Mary shrugged. “You go plenty of places without me.”
“Well, I don’t think it sounds like my sort of place, even if I could go, which I can’t.” Patricia stirred her tea like she’d rather be stabbing it.
“You’d have fun,” I told her. “Maybe Sean would watch the kids?”
Patricia kept her gaze on the swirling tea. “I don’t want to go to Wonderland. If you all want to go, fine, but I don’t really want to go to a place like that. Gross.”
“What’s gross about it?” Mary challenged.

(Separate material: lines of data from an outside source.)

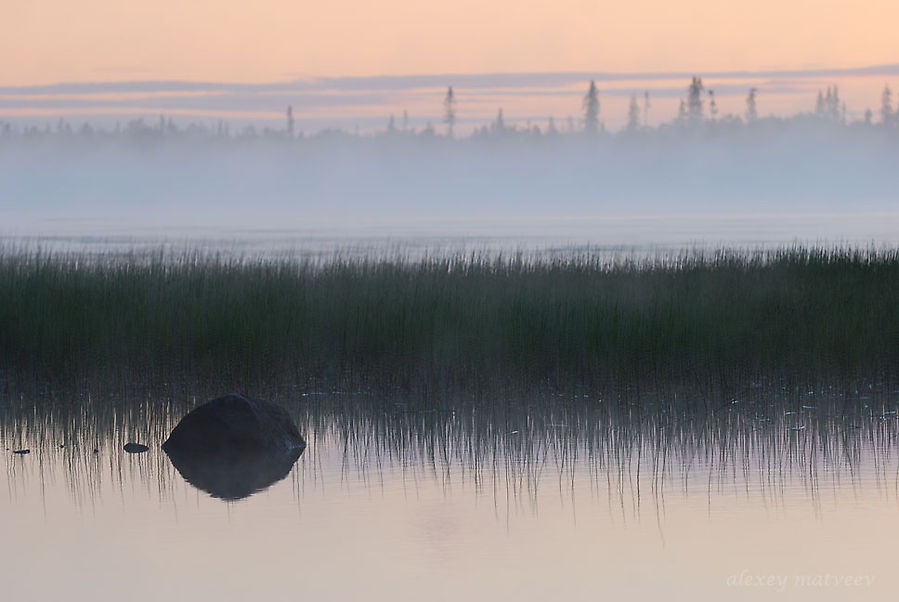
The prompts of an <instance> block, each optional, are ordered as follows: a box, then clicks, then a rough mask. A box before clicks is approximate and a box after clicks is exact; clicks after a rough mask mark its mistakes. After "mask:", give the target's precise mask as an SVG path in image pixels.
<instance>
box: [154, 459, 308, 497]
mask: <svg viewBox="0 0 899 602" xmlns="http://www.w3.org/2000/svg"><path fill="white" fill-rule="evenodd" d="M304 450H305V448H299V449H291V450H285V451H281V452H277V451H258V452H233V453H224V454H222V453H219V454H196V453H189V452H183V451H178V450H172V449H166V450H165V452H166V454H167V455H168V457H169V460H171V461H172V465H173V466H174V467H175V469H176V470H177V471H178V473H179V474H180V475H181V476H182V477H184V480H185V481H187V482H188V483H190V484H191V485H193V486H194V487H196V488H197V489H200V490H202V491H205V492H206V493H208V494H209V495H211V496H212V497H215V498H219V499H222V500H240V499H243V498H246V497H249V496H251V495H253V494H254V493H257V492H259V491H262V490H264V489H267V488H268V487H270V486H271V485H273V484H275V483H277V482H278V481H280V480H282V479H283V478H284V477H286V476H287V475H288V474H290V470H291V469H292V468H293V465H294V464H295V463H296V461H297V460H298V459H299V458H300V456H301V455H303V451H304Z"/></svg>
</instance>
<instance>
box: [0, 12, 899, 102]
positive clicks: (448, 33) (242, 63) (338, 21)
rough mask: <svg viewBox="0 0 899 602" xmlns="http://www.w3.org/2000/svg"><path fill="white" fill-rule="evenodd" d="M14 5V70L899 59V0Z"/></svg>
mask: <svg viewBox="0 0 899 602" xmlns="http://www.w3.org/2000/svg"><path fill="white" fill-rule="evenodd" d="M3 13H4V14H3V18H2V19H0V55H2V56H3V57H4V60H3V69H0V85H5V86H19V85H29V84H48V83H54V82H60V81H122V80H134V79H140V80H147V79H182V80H204V81H210V80H212V81H234V82H263V81H278V80H285V79H293V78H297V77H311V76H345V75H363V76H368V75H378V74H410V73H490V72H535V71H605V72H609V71H613V72H614V71H618V72H622V71H623V72H648V71H652V72H657V71H672V70H674V71H697V72H708V71H723V70H760V69H764V70H770V69H807V68H824V67H826V68H839V67H855V66H865V65H876V64H884V63H895V62H897V60H899V45H897V43H896V36H895V31H896V23H897V22H899V3H897V2H895V1H885V0H875V1H869V2H852V1H848V0H754V1H752V2H749V1H744V2H734V1H721V0H716V1H712V0H681V1H679V2H670V1H668V0H666V1H661V0H630V1H628V2H596V1H590V0H553V1H552V2H548V1H546V0H539V1H532V2H527V3H522V2H511V1H508V0H503V1H492V2H484V0H455V1H454V2H440V3H436V2H421V0H382V1H381V2H377V3H375V2H370V1H362V0H333V1H331V2H328V3H320V2H295V1H293V2H291V1H286V0H258V1H256V2H253V3H249V2H245V1H242V0H191V2H184V1H182V0H153V1H152V2H150V1H144V0H135V1H129V2H121V1H120V0H115V1H113V0H81V1H79V2H72V1H71V0H6V1H5V2H4V7H3Z"/></svg>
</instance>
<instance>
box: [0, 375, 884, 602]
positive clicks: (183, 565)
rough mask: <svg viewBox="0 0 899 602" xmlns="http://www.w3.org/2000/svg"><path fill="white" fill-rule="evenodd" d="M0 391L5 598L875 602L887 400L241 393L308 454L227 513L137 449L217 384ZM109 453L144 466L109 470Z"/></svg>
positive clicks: (654, 391) (842, 390) (4, 383)
mask: <svg viewBox="0 0 899 602" xmlns="http://www.w3.org/2000/svg"><path fill="white" fill-rule="evenodd" d="M3 384H4V388H3V390H4V391H5V393H4V394H3V396H2V398H0V417H2V420H0V450H3V453H2V454H0V464H2V472H3V474H5V475H6V479H5V481H4V483H3V486H2V487H3V488H4V489H5V491H4V492H3V494H2V495H0V532H2V533H3V544H4V545H3V546H2V551H0V567H2V568H0V575H2V578H3V597H4V599H7V600H16V601H19V600H51V599H94V600H113V599H116V600H120V599H129V600H172V599H195V600H247V599H266V600H305V599H310V600H352V599H362V598H364V599H369V600H421V599H430V600H453V599H455V600H458V599H472V600H491V599H493V600H496V599H520V600H556V599H567V600H596V599H609V598H611V599H650V598H672V599H688V598H689V599H694V600H720V599H747V600H755V599H769V598H771V597H772V596H781V597H783V598H784V599H790V600H795V599H799V600H804V599H809V600H811V599H814V600H821V599H825V600H829V599H833V600H843V599H846V598H851V599H859V600H865V599H872V600H873V599H885V598H887V597H889V596H891V594H892V590H893V589H894V586H893V583H892V578H891V577H890V575H892V573H893V571H894V567H893V565H894V561H893V558H892V551H893V550H894V549H895V541H896V540H897V538H899V522H897V521H896V513H897V509H899V453H897V451H899V450H897V443H896V442H897V435H899V419H897V409H899V390H893V389H892V388H890V387H889V386H885V385H881V384H878V383H872V384H871V385H870V386H868V387H860V388H857V389H852V388H840V387H835V388H826V387H823V388H822V389H820V390H798V389H797V390H794V389H780V390H777V389H775V390H772V389H771V388H769V387H761V386H759V385H758V384H757V383H748V384H747V387H746V388H745V389H744V390H743V393H742V394H741V395H737V396H727V397H721V398H716V397H714V396H713V397H707V398H702V399H699V398H697V397H696V396H697V395H699V396H701V395H702V394H701V393H696V392H691V391H684V390H661V391H645V390H644V391H640V392H633V391H630V392H628V391H588V392H580V393H576V394H572V393H564V394H562V393H558V394H553V393H545V392H544V393H539V394H538V393H532V392H526V391H525V392H521V393H513V394H508V395H507V396H506V397H504V398H497V397H491V398H478V397H477V396H470V397H460V398H459V399H441V400H436V401H435V400H428V401H424V400H416V399H414V398H413V399H410V398H401V397H396V398H392V397H388V398H384V397H383V396H372V395H371V394H368V393H365V392H354V391H314V390H302V389H291V388H290V387H287V388H282V389H279V390H273V391H266V392H264V393H265V396H266V397H268V398H270V399H274V400H275V401H277V402H278V403H280V404H282V405H283V406H284V407H285V408H286V409H287V410H288V411H289V412H290V414H291V415H292V417H293V418H294V419H295V421H296V422H297V424H298V426H299V429H300V432H301V433H302V434H303V435H304V437H305V438H306V439H307V442H308V447H307V448H306V450H305V452H304V453H303V454H302V455H301V456H300V457H299V459H298V460H297V461H296V463H295V464H294V465H293V466H292V468H291V469H290V472H289V474H287V476H286V477H284V478H283V479H281V480H279V481H277V482H275V483H274V484H272V485H271V486H269V487H267V488H265V489H263V490H262V491H258V492H256V493H254V494H252V495H249V496H248V497H244V498H242V499H239V500H223V499H220V497H216V496H215V492H213V493H209V492H208V491H203V490H201V489H199V488H197V487H195V486H193V485H191V484H190V483H188V482H187V481H186V480H185V479H184V478H183V477H182V476H181V474H180V473H179V472H178V470H176V469H175V467H174V466H173V465H172V463H171V462H170V460H169V458H168V457H167V456H166V454H165V453H164V452H163V451H162V450H161V449H160V444H161V442H162V441H163V440H164V439H165V438H166V436H167V434H168V432H169V430H170V429H171V427H172V426H173V425H174V423H176V422H177V420H178V419H179V418H180V416H181V415H183V413H184V412H185V411H187V410H189V409H190V408H192V407H193V406H195V405H196V404H198V403H201V402H202V401H205V400H207V399H208V398H210V397H212V396H213V395H214V394H216V393H214V391H215V389H216V385H215V383H200V384H186V385H183V386H179V387H175V386H174V385H166V386H159V390H158V391H156V392H152V391H151V392H149V393H148V392H147V390H146V388H141V387H135V388H134V390H133V391H129V390H128V389H127V388H126V387H123V386H122V385H120V384H117V385H115V386H114V387H113V386H111V387H110V388H111V389H113V390H112V391H111V392H108V393H105V394H104V393H103V392H102V391H101V390H102V388H103V387H102V383H96V382H94V383H88V384H86V385H85V387H84V388H81V389H75V390H59V389H57V390H47V391H45V392H44V393H41V394H36V395H37V396H36V397H34V396H32V397H29V395H27V394H24V393H22V392H21V391H20V390H18V389H15V387H12V386H11V385H10V384H9V382H8V381H3ZM17 391H18V392H17ZM98 391H101V392H98ZM218 393H224V391H219V392H218ZM700 407H703V408H710V409H709V410H708V411H700V410H698V409H697V408H700ZM129 441H137V442H140V443H145V444H147V445H148V446H149V448H150V449H149V451H148V452H146V453H142V454H129V453H126V452H124V451H123V449H122V446H123V445H124V443H126V442H129ZM20 449H29V450H30V453H28V454H14V453H13V451H15V450H20ZM95 449H96V453H95V452H94V450H95Z"/></svg>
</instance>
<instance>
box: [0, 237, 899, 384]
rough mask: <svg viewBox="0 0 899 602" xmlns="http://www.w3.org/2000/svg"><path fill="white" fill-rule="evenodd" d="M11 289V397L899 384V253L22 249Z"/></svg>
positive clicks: (2, 297)
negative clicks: (196, 250)
mask: <svg viewBox="0 0 899 602" xmlns="http://www.w3.org/2000/svg"><path fill="white" fill-rule="evenodd" d="M0 291H2V295H0V371H2V372H3V373H5V374H6V377H5V380H4V381H3V382H7V381H9V380H10V379H18V380H20V381H21V380H22V379H23V377H22V375H27V376H26V377H25V380H27V379H28V378H32V379H33V380H34V381H35V382H53V381H55V380H58V379H71V378H85V377H93V376H94V375H96V374H105V375H106V377H108V378H113V377H116V378H144V379H150V380H157V381H158V380H160V379H162V380H165V379H166V378H167V376H168V377H171V378H175V377H176V376H178V377H181V376H184V375H197V377H198V378H210V377H218V378H219V379H220V380H221V382H222V383H223V385H224V386H230V388H234V389H238V388H240V389H244V390H246V389H247V386H248V383H257V384H258V383H273V382H276V383H286V382H289V383H294V384H295V385H297V386H299V387H301V388H305V389H306V390H314V389H317V388H335V387H356V388H365V389H382V390H387V391H406V392H412V393H415V394H419V395H420V394H428V393H429V392H435V391H442V392H445V391H451V390H484V389H490V388H496V387H513V388H515V387H530V388H533V387H542V388H545V389H546V390H553V391H556V390H566V391H568V390H571V391H573V390H576V389H577V390H580V389H583V388H590V387H597V386H607V385H610V384H614V385H615V386H618V387H632V386H634V387H640V386H646V385H645V383H660V382H664V383H671V382H677V383H689V384H691V386H698V387H711V388H715V387H723V388H728V386H729V384H730V383H739V385H740V386H756V385H758V384H762V385H764V383H768V382H777V383H778V384H782V383H783V381H784V380H785V379H786V380H796V379H798V380H800V381H803V382H819V381H820V380H821V379H822V378H824V379H835V378H839V379H848V380H850V381H852V382H856V383H857V382H866V383H873V382H881V381H883V380H884V379H887V380H891V379H893V378H894V376H895V373H896V371H897V367H899V363H897V360H899V310H897V299H899V252H897V251H896V250H891V249H857V248H805V247H792V248H783V249H777V250H758V251H740V250H727V249H721V250H715V251H698V250H697V251H684V252H681V253H675V254H667V255H654V256H649V257H642V258H637V257H633V256H609V255H603V254H591V253H589V252H582V253H571V254H567V255H565V254H561V255H560V254H556V255H549V254H547V255H539V254H532V255H523V254H517V255H516V254H513V255H510V256H502V255H491V256H487V255H478V254H470V255H458V256H441V257H435V258H428V257H427V256H425V257H419V258H416V259H404V258H402V257H401V256H398V257H396V258H383V257H382V258H371V259H366V258H359V257H349V258H347V257H341V256H340V255H339V254H338V255H335V256H333V257H330V258H326V259H321V258H306V259H291V258H289V257H281V258H272V259H260V258H254V259H247V258H241V257H235V256H222V255H215V254H212V253H203V252H184V253H181V254H172V253H166V252H162V251H159V252H135V253H130V254H116V255H112V254H110V255H103V254H99V255H98V254H94V255H87V254H79V253H60V252H53V253H46V252H40V251H33V250H16V249H10V248H7V249H3V250H0ZM129 375H130V376H129ZM0 376H3V374H2V373H0Z"/></svg>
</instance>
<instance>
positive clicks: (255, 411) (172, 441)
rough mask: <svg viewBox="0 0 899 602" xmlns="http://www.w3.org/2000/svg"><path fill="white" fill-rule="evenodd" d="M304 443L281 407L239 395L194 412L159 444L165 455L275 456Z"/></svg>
mask: <svg viewBox="0 0 899 602" xmlns="http://www.w3.org/2000/svg"><path fill="white" fill-rule="evenodd" d="M304 447H306V442H305V441H303V438H302V437H301V436H300V433H299V431H297V427H296V426H295V425H294V423H293V421H292V420H291V419H290V415H289V414H288V413H287V412H286V411H285V410H284V408H282V407H281V406H279V405H277V404H274V403H271V402H269V401H262V400H261V399H250V398H247V397H243V396H241V395H225V396H224V397H219V398H218V399H213V400H212V401H210V402H208V403H204V404H203V405H201V406H198V407H196V408H194V409H193V410H192V411H191V412H190V413H188V414H187V415H186V416H185V417H184V418H182V419H181V422H179V423H178V425H177V426H176V427H175V428H174V429H173V430H172V433H171V434H170V435H169V438H168V440H166V442H165V443H163V444H162V449H163V450H165V451H166V452H172V451H181V452H190V453H205V454H218V453H232V452H263V451H265V452H277V451H288V450H293V449H301V448H304Z"/></svg>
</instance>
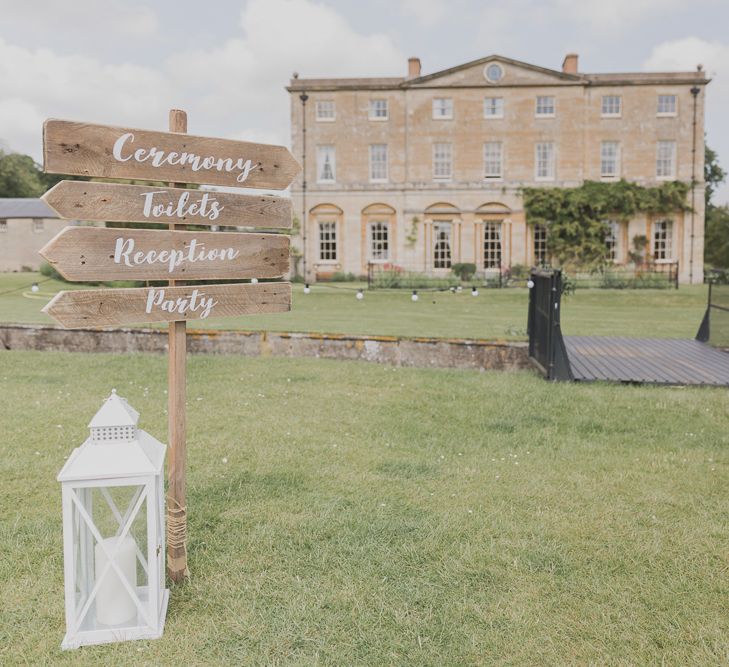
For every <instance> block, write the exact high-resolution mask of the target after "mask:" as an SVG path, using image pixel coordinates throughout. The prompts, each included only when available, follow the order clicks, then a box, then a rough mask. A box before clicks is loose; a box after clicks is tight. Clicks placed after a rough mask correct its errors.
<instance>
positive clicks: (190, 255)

“The way Anne described it was gross!”
“Never mind,” Mary muttered.
The talk steered back to the party details, though by this time I was as sick of the party plans as I was of the drama between Patricia and Mary. Claire kept the conversation moving with a fewer than usual number of wisecracks, which was as disturbing in its own way as the animosity between my other sisters.
We were at a table full of secrets. I knew mine. I could guess at Patricia’s—trouble with Sean. Of Mary and Claire I had no idea, but it was easy enough to guess their minds were as far from planning the party as mine was.
“How are we going to divvy up?” said Mary at last when the bills for dinner came. “I think we should all put our shares into a fund and draw from that. Patricia penny-pincher can take care of the details.”
“I’m not a penny-pincher!” Patricia’s voice was louder than I expected, and I flinched. So did Claire. Mary only looked smug.
“Why don’t we divide up the different things we need to buy and just turn in the receipts at the end,” I suggested. “Divvy it up then.”
“Because Claire will never remember to keep receipts,” Claire said. “Don’t bother saying it, Pats. We know.”
Patricia tossed her napkin onto her plate. Her voice quivered. “Why don’t you all just back off? Why are you all riding me?”